The unprecedented release of her personal finance details follows the furore about Mr Cameron's shares in an offshore fund set up by his father Ian, revealed in the Panama Papers leak.

Tax Return Specialists.

Ms Davidson's tax return reveals she earned £52,223 in the financial year 2014-15 and paid £10,513 in tax.

The documents she owed £3.20 in tax for that financial year as of January 2016.

The figures reveal total of £10,358 of her income was taxed at the higher 40% rate.

Her tax return shows she received #12,085 in benefits and expenses to cover her office costs which were deducted for tax purposes.

David Cameron has confirmed he will publish his tax returns and said he botched the handling of the row over his financial affairs.

Speaking at the Conservative Party's spring forum in central London, he said: ``It has not been a great week. I know that I should have handled this better, I could have handled this better.

``I know there are lessons to learn and I will learn them.

``Don't blame Number 10 Downing Street or nameless advisers, blame me.''

Labour leader Jeremy Corbyn said he would publish his own tax return ``very, very soon''.

Ms Davidson released her tax return after the Scottish Labour leader published hers and challenged other party leaders to do the same.

A Labour spokesman said: ``The Panama papers showed that the rich elite are playing by different rules from the rest of us.

``Following the shocking revelation that the Prime Minister has benefited from money hidden away in tax havens, it's more important than ever for all political
leaders to be transparent about their finances.

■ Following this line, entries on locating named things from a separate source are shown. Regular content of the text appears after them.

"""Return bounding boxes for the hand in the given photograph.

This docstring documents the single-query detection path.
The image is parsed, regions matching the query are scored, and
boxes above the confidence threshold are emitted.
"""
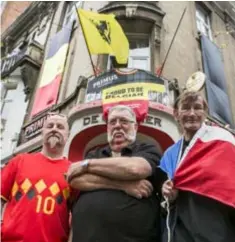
[162,180,178,202]
[66,161,87,182]
[123,180,153,199]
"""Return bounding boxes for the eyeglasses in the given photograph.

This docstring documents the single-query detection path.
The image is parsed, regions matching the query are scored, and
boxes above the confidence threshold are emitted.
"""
[180,107,204,113]
[108,118,135,126]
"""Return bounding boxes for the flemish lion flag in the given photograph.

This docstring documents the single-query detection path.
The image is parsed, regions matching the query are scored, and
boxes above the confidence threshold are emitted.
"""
[78,9,129,64]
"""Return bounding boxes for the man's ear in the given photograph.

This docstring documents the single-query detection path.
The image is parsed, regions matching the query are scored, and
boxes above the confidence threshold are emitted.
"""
[173,109,179,122]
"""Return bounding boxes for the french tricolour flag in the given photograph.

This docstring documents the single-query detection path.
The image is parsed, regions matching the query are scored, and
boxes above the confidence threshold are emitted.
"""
[160,125,235,207]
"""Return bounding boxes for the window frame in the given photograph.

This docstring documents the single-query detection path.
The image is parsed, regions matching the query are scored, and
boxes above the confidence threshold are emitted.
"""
[61,1,83,28]
[195,4,213,41]
[106,33,152,71]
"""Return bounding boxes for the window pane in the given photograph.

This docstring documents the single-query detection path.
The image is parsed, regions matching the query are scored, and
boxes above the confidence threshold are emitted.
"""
[129,39,149,50]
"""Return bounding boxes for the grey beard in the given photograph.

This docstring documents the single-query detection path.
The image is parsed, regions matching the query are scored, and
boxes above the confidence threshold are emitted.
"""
[47,136,60,149]
[108,132,136,143]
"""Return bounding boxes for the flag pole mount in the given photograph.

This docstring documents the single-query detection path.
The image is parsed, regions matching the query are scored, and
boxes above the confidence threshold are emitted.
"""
[74,2,97,77]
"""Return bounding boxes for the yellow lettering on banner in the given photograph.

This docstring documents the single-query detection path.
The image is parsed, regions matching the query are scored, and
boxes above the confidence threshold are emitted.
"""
[102,82,165,104]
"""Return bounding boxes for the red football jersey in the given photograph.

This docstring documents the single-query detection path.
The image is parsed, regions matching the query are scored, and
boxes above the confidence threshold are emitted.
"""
[1,153,71,242]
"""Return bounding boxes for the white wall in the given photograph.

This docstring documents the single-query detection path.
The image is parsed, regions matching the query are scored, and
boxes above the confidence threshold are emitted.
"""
[1,68,28,159]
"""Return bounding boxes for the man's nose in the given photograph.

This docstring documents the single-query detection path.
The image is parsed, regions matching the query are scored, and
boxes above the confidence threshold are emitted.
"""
[114,119,121,128]
[189,108,196,115]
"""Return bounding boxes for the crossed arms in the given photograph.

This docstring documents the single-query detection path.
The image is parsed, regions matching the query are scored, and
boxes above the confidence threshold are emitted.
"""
[68,145,168,198]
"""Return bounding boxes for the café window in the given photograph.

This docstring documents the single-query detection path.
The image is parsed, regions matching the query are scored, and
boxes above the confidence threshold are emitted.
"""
[196,4,212,40]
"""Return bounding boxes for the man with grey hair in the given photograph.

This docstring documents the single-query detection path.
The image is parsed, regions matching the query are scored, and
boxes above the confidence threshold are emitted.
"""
[65,105,166,242]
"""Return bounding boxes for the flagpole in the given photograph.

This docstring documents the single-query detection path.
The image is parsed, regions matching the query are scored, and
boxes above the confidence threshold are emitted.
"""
[159,7,187,77]
[74,2,97,77]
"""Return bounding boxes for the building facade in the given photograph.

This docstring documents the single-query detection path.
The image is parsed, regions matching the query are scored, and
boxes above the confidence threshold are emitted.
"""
[1,1,235,163]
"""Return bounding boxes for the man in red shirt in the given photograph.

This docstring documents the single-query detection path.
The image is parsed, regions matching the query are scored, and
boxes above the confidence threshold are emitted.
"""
[1,114,71,242]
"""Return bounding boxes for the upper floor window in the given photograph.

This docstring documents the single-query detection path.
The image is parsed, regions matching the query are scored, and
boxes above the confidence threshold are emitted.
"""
[107,34,151,71]
[196,4,212,40]
[63,1,82,26]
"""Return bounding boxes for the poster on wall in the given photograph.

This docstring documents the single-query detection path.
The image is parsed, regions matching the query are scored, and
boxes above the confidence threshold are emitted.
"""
[85,69,168,121]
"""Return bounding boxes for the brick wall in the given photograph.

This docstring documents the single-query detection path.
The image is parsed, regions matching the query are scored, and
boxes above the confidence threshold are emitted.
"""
[1,1,32,33]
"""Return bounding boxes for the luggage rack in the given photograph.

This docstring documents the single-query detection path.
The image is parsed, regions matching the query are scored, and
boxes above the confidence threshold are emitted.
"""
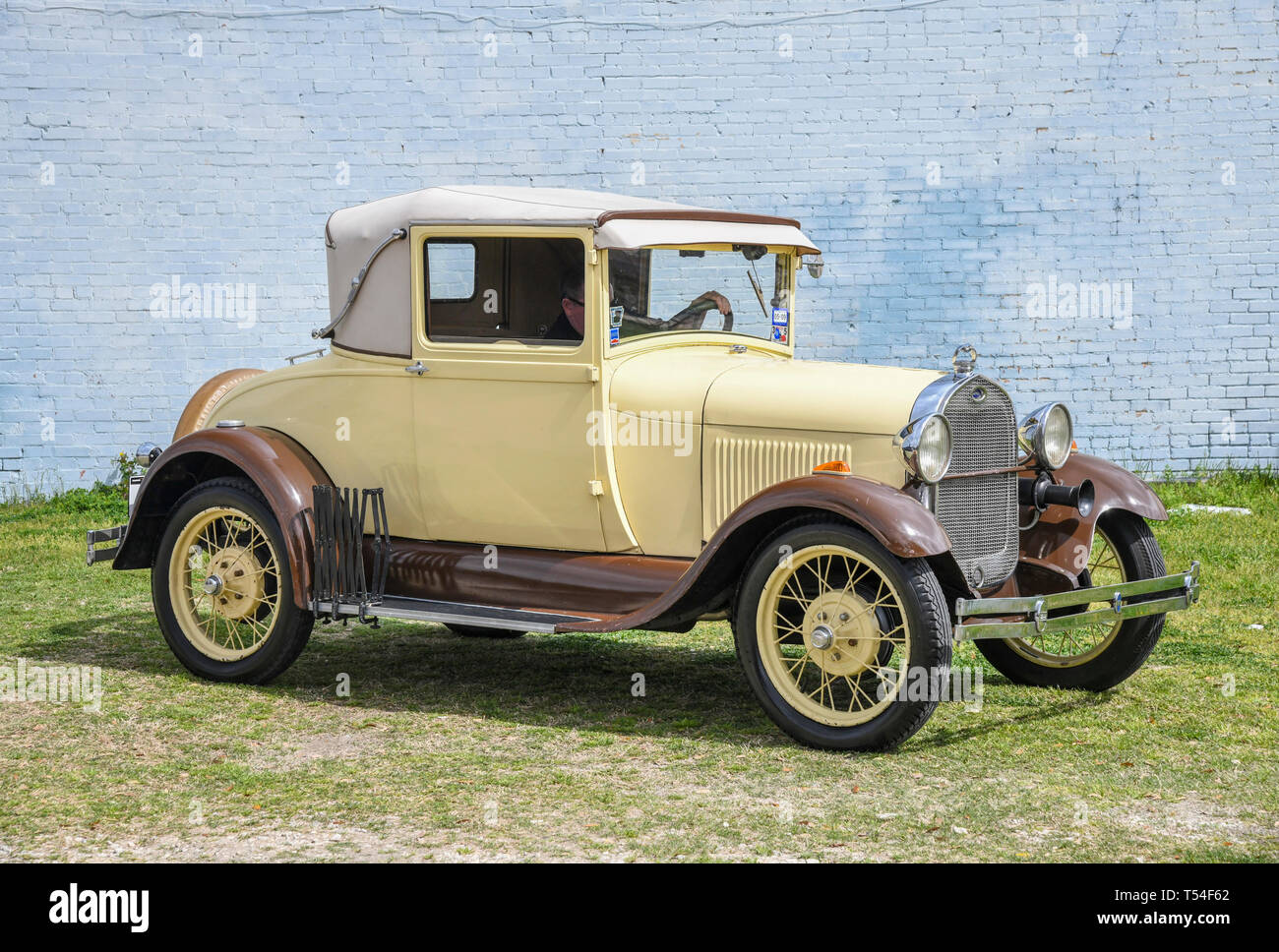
[311,486,392,625]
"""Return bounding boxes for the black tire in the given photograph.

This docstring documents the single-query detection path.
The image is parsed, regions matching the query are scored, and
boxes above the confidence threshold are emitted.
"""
[151,478,315,684]
[444,624,528,637]
[977,509,1167,691]
[733,521,951,751]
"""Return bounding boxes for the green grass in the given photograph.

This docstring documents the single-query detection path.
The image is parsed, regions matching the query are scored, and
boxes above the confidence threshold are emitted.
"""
[0,473,1279,862]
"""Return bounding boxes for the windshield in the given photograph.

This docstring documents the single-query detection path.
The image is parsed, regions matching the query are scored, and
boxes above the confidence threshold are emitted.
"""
[609,245,792,344]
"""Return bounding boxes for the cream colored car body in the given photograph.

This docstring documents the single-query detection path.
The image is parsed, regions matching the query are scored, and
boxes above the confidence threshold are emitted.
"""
[214,226,941,558]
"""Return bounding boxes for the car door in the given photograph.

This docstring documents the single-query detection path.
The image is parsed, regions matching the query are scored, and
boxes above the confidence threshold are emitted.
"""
[408,226,604,549]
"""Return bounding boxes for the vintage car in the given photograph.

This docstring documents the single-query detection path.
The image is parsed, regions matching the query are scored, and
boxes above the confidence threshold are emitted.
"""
[89,188,1198,750]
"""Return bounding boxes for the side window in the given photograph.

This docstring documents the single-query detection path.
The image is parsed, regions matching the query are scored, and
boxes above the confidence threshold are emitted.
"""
[423,238,585,346]
[426,242,476,303]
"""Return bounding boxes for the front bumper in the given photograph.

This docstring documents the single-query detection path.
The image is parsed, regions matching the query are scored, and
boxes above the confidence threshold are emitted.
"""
[954,563,1198,641]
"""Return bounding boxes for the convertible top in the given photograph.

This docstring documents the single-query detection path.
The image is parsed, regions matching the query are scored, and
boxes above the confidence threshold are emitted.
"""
[325,185,818,357]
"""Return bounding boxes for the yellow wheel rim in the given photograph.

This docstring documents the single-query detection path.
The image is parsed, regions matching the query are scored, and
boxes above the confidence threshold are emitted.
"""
[169,506,280,662]
[755,546,911,727]
[1007,528,1128,669]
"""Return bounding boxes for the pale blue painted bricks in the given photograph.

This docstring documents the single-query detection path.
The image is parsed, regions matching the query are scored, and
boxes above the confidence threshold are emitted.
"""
[0,0,1279,488]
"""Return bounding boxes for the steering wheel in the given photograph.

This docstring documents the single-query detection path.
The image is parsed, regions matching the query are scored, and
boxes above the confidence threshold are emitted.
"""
[666,298,733,331]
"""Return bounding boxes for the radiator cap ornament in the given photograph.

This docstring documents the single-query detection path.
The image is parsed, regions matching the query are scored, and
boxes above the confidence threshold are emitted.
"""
[950,344,977,377]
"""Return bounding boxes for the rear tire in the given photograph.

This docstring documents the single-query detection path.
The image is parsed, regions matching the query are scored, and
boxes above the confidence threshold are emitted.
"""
[977,509,1167,691]
[151,478,315,684]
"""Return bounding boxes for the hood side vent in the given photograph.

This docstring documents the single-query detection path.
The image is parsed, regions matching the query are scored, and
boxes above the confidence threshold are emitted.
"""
[706,437,853,532]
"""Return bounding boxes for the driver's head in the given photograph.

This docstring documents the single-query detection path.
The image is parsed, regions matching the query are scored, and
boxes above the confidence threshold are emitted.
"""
[560,269,585,333]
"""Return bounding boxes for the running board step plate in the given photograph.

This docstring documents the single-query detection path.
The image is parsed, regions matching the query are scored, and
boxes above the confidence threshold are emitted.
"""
[316,595,597,632]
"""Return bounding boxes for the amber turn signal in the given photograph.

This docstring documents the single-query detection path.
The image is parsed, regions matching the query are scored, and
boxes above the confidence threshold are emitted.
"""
[813,460,853,475]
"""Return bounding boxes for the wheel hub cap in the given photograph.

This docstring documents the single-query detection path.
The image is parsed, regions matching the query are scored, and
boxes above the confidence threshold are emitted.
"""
[803,592,883,678]
[205,546,265,619]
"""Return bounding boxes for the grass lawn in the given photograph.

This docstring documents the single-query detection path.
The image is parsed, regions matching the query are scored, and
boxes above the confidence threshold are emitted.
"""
[0,474,1279,863]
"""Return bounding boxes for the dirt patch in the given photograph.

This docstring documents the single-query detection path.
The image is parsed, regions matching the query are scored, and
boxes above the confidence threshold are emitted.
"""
[1110,793,1276,844]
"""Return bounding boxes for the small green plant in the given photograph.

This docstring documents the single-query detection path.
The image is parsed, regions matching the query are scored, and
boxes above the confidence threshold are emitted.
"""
[116,452,142,497]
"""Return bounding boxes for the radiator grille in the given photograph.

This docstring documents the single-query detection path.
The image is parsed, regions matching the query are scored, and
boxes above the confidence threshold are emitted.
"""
[937,377,1018,588]
[712,437,853,528]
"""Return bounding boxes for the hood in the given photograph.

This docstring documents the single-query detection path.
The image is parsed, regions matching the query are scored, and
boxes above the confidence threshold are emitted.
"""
[610,347,945,433]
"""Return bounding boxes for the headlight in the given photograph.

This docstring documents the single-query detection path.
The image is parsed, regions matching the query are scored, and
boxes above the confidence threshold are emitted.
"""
[892,413,950,483]
[1017,404,1074,469]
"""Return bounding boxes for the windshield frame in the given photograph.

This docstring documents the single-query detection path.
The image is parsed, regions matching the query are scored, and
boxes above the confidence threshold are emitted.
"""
[598,242,801,358]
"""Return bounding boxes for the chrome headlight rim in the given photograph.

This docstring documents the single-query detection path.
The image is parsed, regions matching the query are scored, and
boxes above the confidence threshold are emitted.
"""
[1017,401,1074,469]
[892,413,954,486]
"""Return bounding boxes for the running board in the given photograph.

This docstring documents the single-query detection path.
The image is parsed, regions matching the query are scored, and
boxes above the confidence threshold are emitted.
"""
[316,595,598,632]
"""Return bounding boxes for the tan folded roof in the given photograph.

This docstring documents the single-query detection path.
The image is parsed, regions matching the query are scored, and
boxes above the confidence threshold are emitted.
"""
[325,185,818,355]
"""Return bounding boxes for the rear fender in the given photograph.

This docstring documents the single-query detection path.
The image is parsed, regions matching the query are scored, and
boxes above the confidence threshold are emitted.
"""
[111,427,332,608]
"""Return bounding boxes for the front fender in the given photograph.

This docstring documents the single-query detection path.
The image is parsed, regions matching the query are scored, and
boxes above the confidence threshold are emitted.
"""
[1018,452,1168,593]
[111,427,333,608]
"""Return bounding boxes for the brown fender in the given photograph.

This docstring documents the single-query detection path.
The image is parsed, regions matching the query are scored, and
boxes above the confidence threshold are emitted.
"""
[1017,452,1168,594]
[173,367,266,443]
[111,427,332,608]
[560,474,958,631]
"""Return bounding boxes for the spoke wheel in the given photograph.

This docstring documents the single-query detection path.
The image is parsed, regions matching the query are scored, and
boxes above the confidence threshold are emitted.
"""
[733,517,950,750]
[169,506,280,662]
[151,477,315,684]
[756,545,911,727]
[1007,518,1129,669]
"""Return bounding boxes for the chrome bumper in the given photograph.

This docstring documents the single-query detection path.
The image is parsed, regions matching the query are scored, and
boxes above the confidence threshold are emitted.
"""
[954,563,1198,641]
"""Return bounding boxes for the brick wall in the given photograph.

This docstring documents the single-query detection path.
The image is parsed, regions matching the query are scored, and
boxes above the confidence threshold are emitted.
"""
[0,0,1279,490]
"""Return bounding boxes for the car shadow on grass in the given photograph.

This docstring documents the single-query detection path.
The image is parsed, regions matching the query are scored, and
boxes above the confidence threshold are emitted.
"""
[30,612,1105,748]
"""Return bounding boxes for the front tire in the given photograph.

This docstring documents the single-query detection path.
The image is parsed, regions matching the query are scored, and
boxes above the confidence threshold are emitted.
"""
[151,479,315,684]
[977,509,1167,691]
[733,521,950,750]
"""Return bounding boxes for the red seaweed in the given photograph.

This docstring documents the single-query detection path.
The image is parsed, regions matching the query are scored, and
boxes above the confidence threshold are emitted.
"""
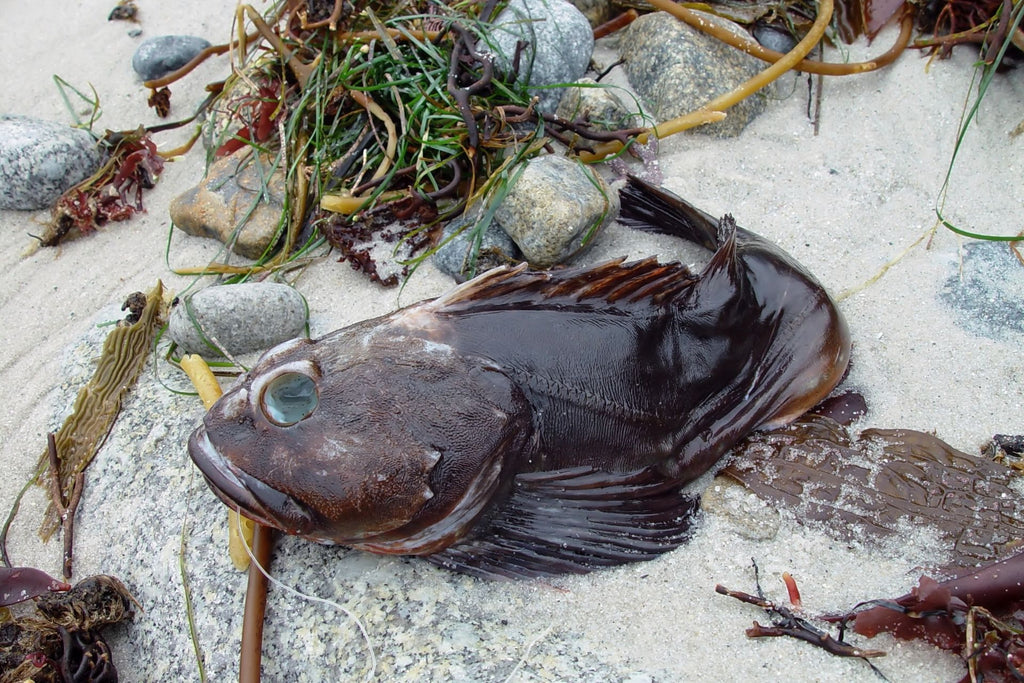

``So today we publish Kezia Dugdale's tax returns and challenge other Scottish party leaders to do the same.''
The returns show Ms Dugdale had an income of £57,465 in 2014-15 and was charged £11,250.40 tax.

A total of £4,282 benefits and expenses for office costs was deducted for tax purposes, £5,242 was classified as ``profit from self employment'' through Ms Dugdale's newspaper columns although the cash goes directly to charity MND Scotland.
The amount outstanding as of January 2016 was £743.40 in tax for the newspaper columns.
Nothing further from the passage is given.